WOFAPS 2025 8th World Congress of Pediatric Surgery

View Abstract

Poster Display - 267

Gliomatosis Peritonei in a child following ruptured immature ovarian Teratoma: A case report and ranagement insights

Samia Belhassen 1, Afef Toumi 1, Sabrine Ben Youssef 1, Radhouene Ben Salah 1, Sami Sfar 1, Amine Ksia 1, Mongi Mekki 1, Sawsen Chakroun 2, Maha Ben Mansour 2, Mohsen Belghith 1, Lassaad Sahnoun 1
1 Pediatric surgery department, Fattouma Bourguiba Hospital.
2 Pediatric anaesthesia and intensive care department, Fattouma Bourguiba Hospital, Monastir, Tunisia

Background:
Gliomatosis peritonei (GP) is a rare condition characterized by the presence of mature glial tissue in the peritoneal cavity, typically associated with immature ovarian teratomas. While GP is usually benign and carries a favorable prognosis, malignant transformation has been reported.

Case Presentation:
A 12-year-old girl with no prior medical history presented with abdominal pain and vomiting. Clinical examination revealed a right iliac fossa mass. Imaging showed a large, heterogeneous abdominopelvic mass with calcifications, likely of left ovarian origin, displacing the right ureter and iliac vessels. Tumor markers revealed elevated AFP (2170 UI/L) and negative β-hCG, suggesting an immature teratoma with a yolk sac component. Emergency surgery was performed due to suspected ovarian torsion.

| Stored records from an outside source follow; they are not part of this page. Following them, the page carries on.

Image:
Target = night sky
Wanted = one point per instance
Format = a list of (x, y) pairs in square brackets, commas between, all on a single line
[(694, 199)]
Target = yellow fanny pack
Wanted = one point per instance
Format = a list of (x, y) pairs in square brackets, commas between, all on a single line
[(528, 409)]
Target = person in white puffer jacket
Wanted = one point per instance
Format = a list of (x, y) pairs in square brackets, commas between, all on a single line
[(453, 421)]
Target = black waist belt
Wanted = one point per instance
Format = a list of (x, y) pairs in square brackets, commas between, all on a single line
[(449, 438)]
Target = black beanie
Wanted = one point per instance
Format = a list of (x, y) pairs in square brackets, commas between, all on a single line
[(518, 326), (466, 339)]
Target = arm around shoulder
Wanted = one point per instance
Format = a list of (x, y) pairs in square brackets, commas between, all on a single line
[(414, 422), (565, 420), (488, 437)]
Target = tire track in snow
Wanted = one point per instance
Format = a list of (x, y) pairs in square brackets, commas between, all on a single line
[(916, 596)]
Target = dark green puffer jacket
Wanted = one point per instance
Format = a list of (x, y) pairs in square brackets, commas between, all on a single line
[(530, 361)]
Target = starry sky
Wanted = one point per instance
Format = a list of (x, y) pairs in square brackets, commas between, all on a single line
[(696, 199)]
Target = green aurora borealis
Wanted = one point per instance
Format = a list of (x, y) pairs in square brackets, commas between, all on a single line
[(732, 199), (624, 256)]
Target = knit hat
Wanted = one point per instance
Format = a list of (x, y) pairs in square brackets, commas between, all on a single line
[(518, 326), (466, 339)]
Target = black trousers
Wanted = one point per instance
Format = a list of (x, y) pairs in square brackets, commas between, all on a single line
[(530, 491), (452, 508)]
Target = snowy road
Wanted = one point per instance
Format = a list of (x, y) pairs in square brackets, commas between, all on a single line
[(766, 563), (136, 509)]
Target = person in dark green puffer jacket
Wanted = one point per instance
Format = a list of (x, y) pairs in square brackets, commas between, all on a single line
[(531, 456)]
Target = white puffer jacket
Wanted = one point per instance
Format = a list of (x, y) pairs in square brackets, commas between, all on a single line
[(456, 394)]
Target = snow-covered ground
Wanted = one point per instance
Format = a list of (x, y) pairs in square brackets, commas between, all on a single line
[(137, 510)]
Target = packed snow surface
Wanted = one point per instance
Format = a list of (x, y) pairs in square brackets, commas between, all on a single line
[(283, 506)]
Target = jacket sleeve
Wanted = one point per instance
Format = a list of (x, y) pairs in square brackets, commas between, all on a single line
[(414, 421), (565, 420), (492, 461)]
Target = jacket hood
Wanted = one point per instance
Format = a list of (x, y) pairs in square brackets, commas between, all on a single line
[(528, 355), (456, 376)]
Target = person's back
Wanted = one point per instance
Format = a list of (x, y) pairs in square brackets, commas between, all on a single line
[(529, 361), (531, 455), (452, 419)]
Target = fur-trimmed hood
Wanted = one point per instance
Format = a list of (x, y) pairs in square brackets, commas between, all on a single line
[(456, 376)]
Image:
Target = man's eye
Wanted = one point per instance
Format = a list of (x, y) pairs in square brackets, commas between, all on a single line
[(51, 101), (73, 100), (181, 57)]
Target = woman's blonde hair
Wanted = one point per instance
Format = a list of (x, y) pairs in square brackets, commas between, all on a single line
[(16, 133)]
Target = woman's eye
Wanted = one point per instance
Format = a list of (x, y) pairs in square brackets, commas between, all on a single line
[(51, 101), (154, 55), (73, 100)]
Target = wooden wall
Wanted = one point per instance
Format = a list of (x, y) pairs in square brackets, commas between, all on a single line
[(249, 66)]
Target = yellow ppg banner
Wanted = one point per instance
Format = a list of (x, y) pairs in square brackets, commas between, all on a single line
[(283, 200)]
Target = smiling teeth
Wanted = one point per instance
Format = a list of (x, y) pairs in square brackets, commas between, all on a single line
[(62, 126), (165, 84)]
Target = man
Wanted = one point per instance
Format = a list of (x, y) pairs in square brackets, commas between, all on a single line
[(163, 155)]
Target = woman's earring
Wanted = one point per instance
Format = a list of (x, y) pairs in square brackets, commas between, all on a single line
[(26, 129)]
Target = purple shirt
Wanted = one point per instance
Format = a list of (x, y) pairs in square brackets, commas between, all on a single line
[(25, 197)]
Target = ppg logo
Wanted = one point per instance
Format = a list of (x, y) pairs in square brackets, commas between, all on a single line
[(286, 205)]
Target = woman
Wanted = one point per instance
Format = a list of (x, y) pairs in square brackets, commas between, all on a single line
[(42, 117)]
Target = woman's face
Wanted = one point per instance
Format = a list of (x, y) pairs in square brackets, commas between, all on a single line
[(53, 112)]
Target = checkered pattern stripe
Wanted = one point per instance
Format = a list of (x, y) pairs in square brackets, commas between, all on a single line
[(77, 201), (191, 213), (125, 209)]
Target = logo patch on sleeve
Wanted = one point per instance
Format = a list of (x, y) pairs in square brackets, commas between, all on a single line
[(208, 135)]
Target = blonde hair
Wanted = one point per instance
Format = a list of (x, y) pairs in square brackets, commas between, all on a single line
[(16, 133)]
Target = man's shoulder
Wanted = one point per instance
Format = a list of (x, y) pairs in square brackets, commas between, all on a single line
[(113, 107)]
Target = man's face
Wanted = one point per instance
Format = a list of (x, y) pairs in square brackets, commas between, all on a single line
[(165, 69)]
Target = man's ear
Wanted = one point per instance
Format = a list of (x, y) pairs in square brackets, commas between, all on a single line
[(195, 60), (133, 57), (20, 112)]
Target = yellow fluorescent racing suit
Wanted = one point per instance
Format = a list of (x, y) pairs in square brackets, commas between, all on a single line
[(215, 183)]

Intraoperatively, a ruptured bilobed left ovarian mass (~20 cm) was found, adherent to the omentum, transverse colon, and small bowel. No ascites, peritoneal nodules, or lymphadenopathy were noted. A left adnexectomy, omentectomy, and peritoneal biopsies were performed. Histology confirmed a ruptured grade 3 immature teratoma without yolk sac elements. Tumor deposits were present in the omentum.

Postoperatively, the patient received three cycles of BEP (Bleomycin, Etoposide, Cisplatin). Despite an initial drop in AFP, follow-up imaging at 3 months showed radiological progression per RECIST 1.1 criteria, with increasing size of subdiaphragmatic, hepatic hilar, and pelvic nodules, and new subcapsular hepatic lesions. PET scan revealed hypermetabolic activity suggestive of viable tumor.

After multidisciplinary review, cytoreductive surgery was performed, including resection of all the nodules from the right hemidiaphragm, hepatic hilum, pelvis, and paracolic gutter. The postoperative course was uneventful, and histopathology revealed mature teratoma tissue, consistent with gliomatosi peritonei

Conclusion:
This case highlights the rare evolution of immature ovarian teratoma into GP in a pediatric patient. Complete surgical resection remains the cornerstone of treatment for mature peritoneal implants. GP should be considered in any child with peritoneal or omental nodules following treatment for immature teratoma, especially in the context of declining AFP and radiologic progression.